今回のインシデント後、スタッフ全員でカンファレンスを行いました。中にはステーションに患者さんをお連れすることもあまりよくないのではないかという意見もありましたが、不穏な方、認知症の方、食事介助が必要な方などいる状況でやはりスタッフが足りないので、覚醒を促すためにも続けることにしました。対策としては、スタッフは必ず1名はステーションにいること、そのためにリーダーが休憩割などを工夫し食事時のスタッフを増員することにしました。また、勤務形態の時間もカンファレンスで話し合い、今の勤務では最も忙しい時間にスタッフがいないため、出勤の時間変更をしました。看護師だけではなく、看護助手にも協力をしてもらいました。

インシデント後の経過

今回のインシデント後、ステーションに患者さんをお連れする際はスタッフ間で情報共有を行い、誰がそばにいるのかを決めるようになりました。また、机の配置もプライバシーを守りつつスタッフが確認できるように変更し、その日受け持ちじゃないスタッフも全員で見守るように雰囲気も変わっていきました。勤務時間の変更もあり、食事前にスタッフが来てくれるようになったためフリーとして介助につけるのでナースコール対応もスムーズにできるようになりました。私の病棟には看護助手、介護士もいたので、情報共有を朝のカンファレンスで行い現状を知ってもらい、ステーションを見守ってもらえるようになり、より患者さんを守る目が増えたと思います。
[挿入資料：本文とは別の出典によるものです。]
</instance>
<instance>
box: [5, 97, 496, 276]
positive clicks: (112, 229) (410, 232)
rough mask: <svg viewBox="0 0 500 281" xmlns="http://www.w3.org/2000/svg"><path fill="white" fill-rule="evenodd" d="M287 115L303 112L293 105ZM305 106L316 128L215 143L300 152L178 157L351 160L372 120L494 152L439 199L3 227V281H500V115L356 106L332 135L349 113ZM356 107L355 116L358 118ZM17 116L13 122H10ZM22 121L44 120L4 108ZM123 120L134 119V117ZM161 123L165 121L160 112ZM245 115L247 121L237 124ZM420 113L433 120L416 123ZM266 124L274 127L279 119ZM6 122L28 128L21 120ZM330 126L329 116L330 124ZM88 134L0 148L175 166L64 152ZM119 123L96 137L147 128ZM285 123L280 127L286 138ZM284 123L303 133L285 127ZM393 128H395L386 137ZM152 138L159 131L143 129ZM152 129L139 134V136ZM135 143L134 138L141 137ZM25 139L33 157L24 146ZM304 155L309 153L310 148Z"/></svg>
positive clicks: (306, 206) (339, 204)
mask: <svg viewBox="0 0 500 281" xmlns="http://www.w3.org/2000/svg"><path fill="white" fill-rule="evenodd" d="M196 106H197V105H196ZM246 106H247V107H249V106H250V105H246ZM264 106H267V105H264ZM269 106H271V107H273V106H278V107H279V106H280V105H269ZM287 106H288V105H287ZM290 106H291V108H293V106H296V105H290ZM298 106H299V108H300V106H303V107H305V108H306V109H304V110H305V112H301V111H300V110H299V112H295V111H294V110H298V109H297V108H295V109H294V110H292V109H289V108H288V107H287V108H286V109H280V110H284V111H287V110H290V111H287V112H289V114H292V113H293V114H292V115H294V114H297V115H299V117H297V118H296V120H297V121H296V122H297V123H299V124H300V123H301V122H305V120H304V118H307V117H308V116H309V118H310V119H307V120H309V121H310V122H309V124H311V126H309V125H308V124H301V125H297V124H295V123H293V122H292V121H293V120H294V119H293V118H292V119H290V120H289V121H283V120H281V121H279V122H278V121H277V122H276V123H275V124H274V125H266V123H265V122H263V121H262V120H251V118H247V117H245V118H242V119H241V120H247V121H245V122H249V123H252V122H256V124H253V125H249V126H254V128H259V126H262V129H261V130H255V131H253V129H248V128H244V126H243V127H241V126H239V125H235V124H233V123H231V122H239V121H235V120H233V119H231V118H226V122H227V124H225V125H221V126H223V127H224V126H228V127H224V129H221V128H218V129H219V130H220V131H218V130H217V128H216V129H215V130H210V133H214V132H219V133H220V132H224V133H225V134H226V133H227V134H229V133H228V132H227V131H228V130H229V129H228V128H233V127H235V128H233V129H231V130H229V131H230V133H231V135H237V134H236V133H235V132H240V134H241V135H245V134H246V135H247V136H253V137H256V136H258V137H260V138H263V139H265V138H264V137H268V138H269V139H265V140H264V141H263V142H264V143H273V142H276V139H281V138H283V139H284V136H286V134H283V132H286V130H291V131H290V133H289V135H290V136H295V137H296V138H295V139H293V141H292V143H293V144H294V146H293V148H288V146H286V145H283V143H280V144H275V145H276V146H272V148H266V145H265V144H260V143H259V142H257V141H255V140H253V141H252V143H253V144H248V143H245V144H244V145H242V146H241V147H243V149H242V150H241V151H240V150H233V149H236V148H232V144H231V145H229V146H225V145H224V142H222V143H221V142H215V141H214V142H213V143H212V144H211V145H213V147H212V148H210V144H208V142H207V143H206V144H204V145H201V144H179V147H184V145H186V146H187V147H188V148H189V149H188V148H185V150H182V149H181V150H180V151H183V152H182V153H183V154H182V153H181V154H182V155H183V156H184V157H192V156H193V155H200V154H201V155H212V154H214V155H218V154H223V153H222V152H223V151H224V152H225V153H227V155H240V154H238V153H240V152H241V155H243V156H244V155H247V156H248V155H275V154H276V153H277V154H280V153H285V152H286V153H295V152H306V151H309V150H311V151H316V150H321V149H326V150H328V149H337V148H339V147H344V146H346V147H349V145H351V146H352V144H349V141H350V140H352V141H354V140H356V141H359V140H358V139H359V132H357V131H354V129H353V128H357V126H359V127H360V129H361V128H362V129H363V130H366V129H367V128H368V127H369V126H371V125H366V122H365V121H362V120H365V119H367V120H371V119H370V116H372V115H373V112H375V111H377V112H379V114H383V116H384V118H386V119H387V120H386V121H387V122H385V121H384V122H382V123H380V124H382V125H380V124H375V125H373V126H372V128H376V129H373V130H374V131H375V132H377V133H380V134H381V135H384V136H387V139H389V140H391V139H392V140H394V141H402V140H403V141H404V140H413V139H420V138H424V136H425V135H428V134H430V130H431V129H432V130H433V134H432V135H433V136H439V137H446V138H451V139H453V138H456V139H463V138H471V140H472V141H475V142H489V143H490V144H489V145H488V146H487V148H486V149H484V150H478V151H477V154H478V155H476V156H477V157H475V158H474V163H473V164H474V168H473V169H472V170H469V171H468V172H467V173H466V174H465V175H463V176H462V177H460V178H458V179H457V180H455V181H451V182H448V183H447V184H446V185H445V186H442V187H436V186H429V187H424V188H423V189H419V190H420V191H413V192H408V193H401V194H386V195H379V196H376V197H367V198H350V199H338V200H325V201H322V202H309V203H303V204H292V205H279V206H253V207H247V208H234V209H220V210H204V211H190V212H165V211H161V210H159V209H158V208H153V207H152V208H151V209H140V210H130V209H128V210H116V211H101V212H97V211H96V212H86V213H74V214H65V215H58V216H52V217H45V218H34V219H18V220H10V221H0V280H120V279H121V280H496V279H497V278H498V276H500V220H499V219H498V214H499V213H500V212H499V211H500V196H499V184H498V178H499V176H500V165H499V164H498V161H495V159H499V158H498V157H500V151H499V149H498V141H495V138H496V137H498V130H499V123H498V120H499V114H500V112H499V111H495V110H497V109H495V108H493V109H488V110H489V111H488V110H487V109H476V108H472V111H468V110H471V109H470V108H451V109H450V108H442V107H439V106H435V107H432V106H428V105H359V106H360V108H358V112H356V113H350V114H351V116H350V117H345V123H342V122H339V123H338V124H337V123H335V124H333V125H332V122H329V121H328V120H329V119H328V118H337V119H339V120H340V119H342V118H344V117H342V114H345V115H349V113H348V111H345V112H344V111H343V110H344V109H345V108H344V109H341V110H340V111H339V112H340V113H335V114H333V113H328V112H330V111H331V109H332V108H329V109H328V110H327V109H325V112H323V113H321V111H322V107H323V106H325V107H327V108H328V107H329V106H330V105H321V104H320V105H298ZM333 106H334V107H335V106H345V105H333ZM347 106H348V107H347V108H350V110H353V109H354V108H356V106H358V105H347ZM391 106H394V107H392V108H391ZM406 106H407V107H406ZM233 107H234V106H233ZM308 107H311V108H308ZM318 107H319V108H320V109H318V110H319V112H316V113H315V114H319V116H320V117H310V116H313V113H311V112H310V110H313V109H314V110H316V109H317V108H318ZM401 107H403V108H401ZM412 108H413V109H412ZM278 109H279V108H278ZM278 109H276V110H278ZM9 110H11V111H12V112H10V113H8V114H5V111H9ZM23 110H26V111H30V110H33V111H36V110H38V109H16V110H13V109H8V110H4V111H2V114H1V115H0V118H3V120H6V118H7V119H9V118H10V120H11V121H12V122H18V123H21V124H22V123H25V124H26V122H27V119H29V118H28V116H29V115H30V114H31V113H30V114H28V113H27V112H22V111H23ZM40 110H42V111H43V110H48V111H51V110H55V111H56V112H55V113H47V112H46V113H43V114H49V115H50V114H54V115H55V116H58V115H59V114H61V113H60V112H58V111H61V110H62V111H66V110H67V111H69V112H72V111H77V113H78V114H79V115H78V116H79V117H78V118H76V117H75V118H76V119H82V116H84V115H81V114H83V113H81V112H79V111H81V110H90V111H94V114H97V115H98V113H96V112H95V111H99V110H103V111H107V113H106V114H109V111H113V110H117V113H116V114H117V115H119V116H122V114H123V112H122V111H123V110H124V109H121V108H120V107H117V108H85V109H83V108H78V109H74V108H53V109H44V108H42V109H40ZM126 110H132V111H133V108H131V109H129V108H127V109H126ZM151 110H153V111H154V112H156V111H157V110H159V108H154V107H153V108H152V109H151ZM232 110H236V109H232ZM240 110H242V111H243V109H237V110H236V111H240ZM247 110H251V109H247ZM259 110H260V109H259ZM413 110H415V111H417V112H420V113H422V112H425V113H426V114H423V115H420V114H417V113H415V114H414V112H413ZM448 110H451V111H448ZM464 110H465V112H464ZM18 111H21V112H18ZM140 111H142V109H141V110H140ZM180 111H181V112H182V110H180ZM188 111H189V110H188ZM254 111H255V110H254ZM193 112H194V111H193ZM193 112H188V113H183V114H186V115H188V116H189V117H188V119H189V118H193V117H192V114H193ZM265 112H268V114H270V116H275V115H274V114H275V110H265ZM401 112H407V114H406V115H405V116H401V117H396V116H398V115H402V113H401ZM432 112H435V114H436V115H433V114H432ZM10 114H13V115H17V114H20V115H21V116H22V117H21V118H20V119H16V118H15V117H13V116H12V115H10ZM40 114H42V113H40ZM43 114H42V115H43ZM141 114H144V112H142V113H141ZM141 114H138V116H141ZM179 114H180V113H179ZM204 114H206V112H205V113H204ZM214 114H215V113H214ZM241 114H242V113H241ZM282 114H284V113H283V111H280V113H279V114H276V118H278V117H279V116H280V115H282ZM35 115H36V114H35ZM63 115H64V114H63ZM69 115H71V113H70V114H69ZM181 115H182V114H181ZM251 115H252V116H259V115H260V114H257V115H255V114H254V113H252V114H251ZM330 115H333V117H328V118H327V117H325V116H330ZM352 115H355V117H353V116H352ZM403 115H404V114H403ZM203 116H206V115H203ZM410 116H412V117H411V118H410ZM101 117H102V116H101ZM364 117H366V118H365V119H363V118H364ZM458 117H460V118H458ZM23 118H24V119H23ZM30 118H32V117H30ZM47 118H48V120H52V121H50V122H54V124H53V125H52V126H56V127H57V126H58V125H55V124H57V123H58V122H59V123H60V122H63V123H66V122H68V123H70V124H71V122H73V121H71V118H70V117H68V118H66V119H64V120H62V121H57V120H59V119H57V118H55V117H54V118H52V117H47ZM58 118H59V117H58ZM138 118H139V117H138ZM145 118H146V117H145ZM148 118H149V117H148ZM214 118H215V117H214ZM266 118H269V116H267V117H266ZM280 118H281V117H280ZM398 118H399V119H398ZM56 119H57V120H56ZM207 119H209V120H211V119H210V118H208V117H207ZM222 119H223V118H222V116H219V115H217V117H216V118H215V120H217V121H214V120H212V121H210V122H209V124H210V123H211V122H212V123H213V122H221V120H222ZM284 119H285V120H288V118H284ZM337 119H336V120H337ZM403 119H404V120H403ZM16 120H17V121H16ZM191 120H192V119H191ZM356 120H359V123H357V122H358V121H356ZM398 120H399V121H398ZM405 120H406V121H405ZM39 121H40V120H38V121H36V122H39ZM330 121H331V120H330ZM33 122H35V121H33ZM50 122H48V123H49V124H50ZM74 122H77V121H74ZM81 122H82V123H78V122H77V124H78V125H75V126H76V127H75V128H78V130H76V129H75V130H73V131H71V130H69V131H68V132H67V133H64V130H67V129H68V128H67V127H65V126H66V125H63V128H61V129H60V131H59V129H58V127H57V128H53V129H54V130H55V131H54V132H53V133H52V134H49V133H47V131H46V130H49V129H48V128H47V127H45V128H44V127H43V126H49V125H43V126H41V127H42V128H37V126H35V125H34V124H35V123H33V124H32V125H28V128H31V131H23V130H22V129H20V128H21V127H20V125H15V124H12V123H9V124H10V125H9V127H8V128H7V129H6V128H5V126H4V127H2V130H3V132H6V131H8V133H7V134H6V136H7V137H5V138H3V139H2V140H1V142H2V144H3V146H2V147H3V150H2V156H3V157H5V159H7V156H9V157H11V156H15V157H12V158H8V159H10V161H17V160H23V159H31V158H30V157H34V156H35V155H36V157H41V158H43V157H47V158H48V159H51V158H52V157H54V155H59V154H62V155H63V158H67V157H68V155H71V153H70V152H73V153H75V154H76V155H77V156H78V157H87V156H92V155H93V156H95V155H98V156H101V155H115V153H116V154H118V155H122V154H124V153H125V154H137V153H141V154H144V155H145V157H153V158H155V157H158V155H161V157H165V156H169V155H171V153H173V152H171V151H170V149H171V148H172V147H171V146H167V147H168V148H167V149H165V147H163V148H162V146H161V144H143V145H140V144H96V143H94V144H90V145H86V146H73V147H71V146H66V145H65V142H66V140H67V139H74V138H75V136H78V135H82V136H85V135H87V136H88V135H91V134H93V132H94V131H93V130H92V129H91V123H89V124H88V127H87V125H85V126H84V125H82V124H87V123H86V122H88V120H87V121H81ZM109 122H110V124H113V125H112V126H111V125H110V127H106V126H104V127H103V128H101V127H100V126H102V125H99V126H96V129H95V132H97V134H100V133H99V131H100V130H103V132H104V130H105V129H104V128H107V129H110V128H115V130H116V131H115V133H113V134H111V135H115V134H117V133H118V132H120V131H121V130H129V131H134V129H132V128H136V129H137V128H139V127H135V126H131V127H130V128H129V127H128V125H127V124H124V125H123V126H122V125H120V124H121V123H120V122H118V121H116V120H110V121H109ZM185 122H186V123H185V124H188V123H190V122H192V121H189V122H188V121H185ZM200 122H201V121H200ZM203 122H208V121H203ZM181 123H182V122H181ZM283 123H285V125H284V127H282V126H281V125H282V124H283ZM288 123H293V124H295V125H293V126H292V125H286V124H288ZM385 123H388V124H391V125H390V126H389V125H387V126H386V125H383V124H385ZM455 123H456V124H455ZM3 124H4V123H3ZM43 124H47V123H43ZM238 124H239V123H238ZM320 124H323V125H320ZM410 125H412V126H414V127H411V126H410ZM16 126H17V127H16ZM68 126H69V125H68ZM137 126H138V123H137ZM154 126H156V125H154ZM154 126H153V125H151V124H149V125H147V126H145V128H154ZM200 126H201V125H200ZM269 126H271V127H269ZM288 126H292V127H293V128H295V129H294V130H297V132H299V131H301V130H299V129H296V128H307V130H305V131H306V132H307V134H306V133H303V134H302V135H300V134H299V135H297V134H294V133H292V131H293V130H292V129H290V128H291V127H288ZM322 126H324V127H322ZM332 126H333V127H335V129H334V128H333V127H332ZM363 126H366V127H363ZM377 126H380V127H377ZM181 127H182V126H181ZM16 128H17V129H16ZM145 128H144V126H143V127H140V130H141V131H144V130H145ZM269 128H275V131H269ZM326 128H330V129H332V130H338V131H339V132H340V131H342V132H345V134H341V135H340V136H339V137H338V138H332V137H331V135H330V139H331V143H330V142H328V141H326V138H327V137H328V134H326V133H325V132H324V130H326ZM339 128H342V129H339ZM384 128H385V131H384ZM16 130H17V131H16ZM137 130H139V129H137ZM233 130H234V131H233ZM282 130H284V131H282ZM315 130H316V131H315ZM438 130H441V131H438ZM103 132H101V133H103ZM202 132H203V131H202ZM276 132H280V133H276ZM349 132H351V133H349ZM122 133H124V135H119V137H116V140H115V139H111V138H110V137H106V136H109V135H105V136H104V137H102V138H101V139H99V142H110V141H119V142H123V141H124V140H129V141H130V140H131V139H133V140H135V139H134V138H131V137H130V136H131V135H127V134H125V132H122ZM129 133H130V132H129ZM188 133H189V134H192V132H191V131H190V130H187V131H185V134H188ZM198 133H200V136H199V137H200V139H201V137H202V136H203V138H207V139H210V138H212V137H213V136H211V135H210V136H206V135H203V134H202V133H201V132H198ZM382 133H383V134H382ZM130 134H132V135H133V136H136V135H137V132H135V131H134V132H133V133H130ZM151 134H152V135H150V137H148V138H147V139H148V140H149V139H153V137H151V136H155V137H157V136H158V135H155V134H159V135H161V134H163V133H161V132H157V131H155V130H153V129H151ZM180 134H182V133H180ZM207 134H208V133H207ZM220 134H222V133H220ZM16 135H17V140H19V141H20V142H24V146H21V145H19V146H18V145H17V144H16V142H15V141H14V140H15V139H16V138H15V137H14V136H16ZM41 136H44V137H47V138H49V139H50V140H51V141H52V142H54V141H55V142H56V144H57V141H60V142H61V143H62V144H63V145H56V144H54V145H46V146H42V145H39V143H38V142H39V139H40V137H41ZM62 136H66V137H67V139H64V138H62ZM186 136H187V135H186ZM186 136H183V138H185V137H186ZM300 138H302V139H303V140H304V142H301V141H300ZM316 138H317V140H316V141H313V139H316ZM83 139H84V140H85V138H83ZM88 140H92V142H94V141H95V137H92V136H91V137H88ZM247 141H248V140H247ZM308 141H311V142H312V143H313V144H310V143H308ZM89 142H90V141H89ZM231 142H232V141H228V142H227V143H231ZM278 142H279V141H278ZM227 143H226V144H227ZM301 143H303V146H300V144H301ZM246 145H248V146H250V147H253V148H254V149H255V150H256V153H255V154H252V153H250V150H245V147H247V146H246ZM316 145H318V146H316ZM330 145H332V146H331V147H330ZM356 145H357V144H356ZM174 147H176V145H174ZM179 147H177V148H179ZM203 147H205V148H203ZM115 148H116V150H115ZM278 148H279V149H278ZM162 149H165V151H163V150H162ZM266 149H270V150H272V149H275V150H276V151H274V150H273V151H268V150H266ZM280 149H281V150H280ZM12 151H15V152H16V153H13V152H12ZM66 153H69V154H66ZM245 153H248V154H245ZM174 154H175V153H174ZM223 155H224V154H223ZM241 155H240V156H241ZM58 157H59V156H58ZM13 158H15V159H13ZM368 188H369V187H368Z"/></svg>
私もこのインシデントのあと、もう二度とこの時の「~すればよかった」という後悔をしたくないという思いから、少しずつ勇気を出して先輩スタッフへ自分の悩んでいることや現状を話すように意識できるようになりました。インシデントを無くすためには 自分自身の反省の結果、やはり危険意識の低さを実感しました。「この方なら大丈夫だろう」という自分に中で過信があったので、しっかりとアセスメントをして冷静になって考えるべきでした。自分のこととして考えれば、トイレに行きたくて行動に移すのは当たり前のことです。そのことを考えられていれば、食事前にトイレ誘導をするべきでした。また、当時1年目ということもあり、他のスタッフへ自分の状況の報告や相談などがうまくできていませんでした。自分のそのような思いが、結果的に患者さんへ本来ならばしなくてよかった手術をさせてしまい、身体に負担をかけご家族にも不安を与えてしまったのです。先輩スタッフへ相談すれば何か変わっていたかもしれないにも関わらず、「先輩にこれをいうと何か言われるかもしれない」「大丈夫だろう」などという安易な考えを持っていました。そのような考えは捨て、自分から発信することがインシデントを防ぐ最も大事なことだと思います。
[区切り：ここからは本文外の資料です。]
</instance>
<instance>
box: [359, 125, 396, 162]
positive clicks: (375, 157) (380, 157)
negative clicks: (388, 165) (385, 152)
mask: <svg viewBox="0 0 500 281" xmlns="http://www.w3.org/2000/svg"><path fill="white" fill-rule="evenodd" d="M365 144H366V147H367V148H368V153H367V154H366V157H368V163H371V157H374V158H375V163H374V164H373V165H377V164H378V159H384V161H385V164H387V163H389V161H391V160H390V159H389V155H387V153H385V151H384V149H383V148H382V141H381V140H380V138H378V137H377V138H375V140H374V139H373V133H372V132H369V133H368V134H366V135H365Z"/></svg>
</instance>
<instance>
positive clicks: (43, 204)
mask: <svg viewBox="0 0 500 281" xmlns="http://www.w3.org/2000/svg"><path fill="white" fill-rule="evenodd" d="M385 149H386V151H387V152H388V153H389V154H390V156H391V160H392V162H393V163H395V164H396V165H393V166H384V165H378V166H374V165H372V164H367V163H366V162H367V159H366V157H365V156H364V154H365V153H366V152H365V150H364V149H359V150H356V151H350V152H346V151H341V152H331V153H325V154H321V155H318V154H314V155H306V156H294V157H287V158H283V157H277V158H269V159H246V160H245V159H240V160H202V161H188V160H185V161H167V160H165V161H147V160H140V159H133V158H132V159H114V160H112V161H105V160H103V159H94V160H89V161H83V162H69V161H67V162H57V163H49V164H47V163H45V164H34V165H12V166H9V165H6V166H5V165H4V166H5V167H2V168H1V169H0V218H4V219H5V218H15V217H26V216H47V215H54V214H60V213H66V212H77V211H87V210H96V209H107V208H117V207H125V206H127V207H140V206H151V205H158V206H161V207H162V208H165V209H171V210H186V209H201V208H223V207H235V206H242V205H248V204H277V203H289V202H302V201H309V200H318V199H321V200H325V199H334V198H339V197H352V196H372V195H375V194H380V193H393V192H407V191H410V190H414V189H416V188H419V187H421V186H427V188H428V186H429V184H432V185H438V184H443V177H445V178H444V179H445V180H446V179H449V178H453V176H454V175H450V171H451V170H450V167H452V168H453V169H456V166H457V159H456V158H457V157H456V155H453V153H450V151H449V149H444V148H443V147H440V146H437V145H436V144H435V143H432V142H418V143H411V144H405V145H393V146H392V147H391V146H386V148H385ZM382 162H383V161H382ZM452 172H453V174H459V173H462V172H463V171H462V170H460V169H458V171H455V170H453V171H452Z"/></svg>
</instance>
インシデントで悩んでいる看護師さんたちへのアドバイス

看護師

転倒というインシデントはいつ、どこで起こるかわからず予測することが難しいと思います。転倒させてしまい、骨折まで負わせてしまったと、この時は本当に自分は看護師に向いていないと日々感じていました。そんな中でも9年間と短い間ですが続けることができたのは、やはりこの時の後悔を二度と感じたくないという自分の中の思いでした。看護師をすると、日々「あのときこうしていれば」と感じられると思います。今回、勇気を出して先輩スタッフにヘルプを出せていれば良かったです。また、「患者さんの傍を離れらません」と一言言えれば、もしかしたらスタッフの中で他のコールを回れる人がいたかもしれません。クエスチョンを誰かに発信できていれば、結果は違っていたと思います。今回のインシデントの最もの原因は、自分のアセスメント不足にあります。そして、食事前にトイレに行きたいのではないかという患者さんに寄り添った考えを持てていれば、事故は起きていなかったかもしれません。このインシデントを経て、自分自身の看護を振り返ることができました。